ANKARA: Turkey on Thursday said it would oust Kurdish militia from the centre of Afrin in northern Syria "in a very short time", as pro-Ankara forces surrounded the city.
Ankara on January 20 launched a military operation supporting Syrian rebels against the Syrian Kurdish People's Protection Units (YPG) militia in its enclave of Afrin.
Turkey says the YPG is a "terrorist" offshoot of the outlawed Kurdistan Workers' Party (PKK), which has been waging an insurgency inside Turkey since 1984.
"The circle is closing in around the terrorists. We anticipate that the centre of Afrin will be cleared of terrorists in a very short time, God willing in the coming days," Turkish presidential spokesman Ibrahim Kalin said.
The rebels and Turkish troops closed in on the main city on Wednesday.
Kalin told state broadcaster TRT in an interview that the offensive, dubbed operation Olive Branch, had secured 70 percent of the territory of Afrin district.
The US, which has worked closely with the YPG in the fight against jihadists, has urged restraint and the operation has increased tension between Turkey and its NATO ally.

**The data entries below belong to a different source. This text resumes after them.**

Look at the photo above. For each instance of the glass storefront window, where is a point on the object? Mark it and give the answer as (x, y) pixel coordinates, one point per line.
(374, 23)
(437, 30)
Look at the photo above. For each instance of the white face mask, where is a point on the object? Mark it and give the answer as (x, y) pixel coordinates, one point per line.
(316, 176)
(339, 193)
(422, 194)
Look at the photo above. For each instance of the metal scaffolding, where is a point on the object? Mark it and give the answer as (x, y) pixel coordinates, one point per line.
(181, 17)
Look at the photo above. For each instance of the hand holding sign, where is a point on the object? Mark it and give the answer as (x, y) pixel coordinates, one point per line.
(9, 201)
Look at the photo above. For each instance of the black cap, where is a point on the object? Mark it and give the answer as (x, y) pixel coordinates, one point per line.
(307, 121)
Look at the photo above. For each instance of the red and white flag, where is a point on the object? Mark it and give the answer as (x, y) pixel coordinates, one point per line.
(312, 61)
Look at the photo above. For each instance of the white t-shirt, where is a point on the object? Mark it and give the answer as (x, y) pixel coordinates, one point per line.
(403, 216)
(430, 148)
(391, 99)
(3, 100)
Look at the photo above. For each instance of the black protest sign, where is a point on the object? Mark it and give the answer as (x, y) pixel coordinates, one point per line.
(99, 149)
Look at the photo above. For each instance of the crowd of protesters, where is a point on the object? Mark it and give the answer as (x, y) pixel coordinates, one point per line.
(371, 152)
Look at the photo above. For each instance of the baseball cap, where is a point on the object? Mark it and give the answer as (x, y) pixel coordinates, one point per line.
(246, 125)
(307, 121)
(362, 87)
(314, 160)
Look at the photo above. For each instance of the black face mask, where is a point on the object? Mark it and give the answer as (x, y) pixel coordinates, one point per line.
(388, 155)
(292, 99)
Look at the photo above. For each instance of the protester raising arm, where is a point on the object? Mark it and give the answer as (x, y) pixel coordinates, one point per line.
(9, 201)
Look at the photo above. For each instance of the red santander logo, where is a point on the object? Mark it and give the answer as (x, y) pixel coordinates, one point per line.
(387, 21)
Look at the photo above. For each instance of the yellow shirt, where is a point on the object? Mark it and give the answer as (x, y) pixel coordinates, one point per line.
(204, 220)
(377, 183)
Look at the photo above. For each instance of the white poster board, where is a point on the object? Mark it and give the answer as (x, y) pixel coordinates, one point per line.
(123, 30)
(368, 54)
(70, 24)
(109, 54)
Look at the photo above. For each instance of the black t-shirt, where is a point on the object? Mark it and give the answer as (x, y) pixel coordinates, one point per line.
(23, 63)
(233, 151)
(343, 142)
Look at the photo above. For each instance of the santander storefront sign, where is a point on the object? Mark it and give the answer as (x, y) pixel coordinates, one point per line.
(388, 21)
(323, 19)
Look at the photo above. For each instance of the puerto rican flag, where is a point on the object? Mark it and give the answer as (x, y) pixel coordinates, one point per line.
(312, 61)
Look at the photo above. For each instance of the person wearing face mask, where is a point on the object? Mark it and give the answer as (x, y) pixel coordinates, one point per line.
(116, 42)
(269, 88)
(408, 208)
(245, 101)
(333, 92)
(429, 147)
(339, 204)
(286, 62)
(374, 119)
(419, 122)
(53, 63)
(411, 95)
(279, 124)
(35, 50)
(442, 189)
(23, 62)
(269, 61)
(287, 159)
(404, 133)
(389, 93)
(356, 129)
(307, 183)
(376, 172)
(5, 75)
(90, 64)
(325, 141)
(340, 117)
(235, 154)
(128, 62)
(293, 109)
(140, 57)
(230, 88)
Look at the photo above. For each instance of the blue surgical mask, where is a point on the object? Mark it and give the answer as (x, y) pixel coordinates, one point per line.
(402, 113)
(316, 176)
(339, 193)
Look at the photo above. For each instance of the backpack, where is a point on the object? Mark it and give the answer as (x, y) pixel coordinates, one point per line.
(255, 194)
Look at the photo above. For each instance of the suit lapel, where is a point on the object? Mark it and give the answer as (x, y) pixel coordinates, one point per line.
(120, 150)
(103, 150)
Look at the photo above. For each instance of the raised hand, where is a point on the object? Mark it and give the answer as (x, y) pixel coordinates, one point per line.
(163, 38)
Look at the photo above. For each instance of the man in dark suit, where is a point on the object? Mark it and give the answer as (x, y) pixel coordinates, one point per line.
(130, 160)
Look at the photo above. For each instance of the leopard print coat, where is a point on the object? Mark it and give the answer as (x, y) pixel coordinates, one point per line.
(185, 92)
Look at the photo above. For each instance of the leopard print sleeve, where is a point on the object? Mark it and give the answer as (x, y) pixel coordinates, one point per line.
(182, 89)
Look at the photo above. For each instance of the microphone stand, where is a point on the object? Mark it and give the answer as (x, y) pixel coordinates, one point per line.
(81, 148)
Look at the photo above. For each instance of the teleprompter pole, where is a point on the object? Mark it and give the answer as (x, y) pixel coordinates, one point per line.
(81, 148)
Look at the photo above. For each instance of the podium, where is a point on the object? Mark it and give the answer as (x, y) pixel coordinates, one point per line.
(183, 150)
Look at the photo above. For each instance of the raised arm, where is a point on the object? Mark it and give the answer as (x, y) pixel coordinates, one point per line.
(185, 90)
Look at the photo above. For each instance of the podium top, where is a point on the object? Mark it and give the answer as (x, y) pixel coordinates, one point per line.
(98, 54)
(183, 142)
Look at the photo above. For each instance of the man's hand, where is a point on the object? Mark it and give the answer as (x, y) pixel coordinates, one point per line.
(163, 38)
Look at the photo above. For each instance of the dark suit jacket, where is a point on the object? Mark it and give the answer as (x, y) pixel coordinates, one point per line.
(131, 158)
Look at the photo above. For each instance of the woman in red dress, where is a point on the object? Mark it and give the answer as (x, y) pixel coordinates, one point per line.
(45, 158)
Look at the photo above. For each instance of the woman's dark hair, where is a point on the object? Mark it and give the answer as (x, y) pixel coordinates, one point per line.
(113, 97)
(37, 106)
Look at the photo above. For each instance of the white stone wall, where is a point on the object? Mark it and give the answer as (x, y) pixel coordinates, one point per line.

But following a visit by US Secretary of State Rex Tillerson last month, the two countries said they would work together to solve a dispute over the control of the YPG-held Syrian town of Manbij.
Turkey has repeatedly warned it could extend its Afrin operation to Manbij, where the US military has a presence, and even further beyond that towards the Iraqi border.
Turkish Foreign Minister Mevlut Cavusoglu was due to visit Washington on March 19 but the ministry said the visit had been postponed after Tillerson was fired by US President Donald Trump, who nominated CIA director Mike Pompeo as his replacement.
But Kalin insisted the change would not affect agreements with the US over Manbij that have yet to be made fully clear.
Cavusoglu was quoted as saying earlier this week that Turkish and American officials agreed the YPG would withdraw from Manbij and the two countries' forces would secure the town.
"Just because Pompeo is replacing Tillerson does not mean that the framework agreed on is being abandoned," Kalin said.
The spokesman said Pompeo did not have all the necessary information yet, but Kalin insisted the change was "not serious" and they would lose only "one, two weeks".
The two sides last month said they would set up working groups to solve key issues affecting relations, with the first meetings taking place in Washington on March 8-9.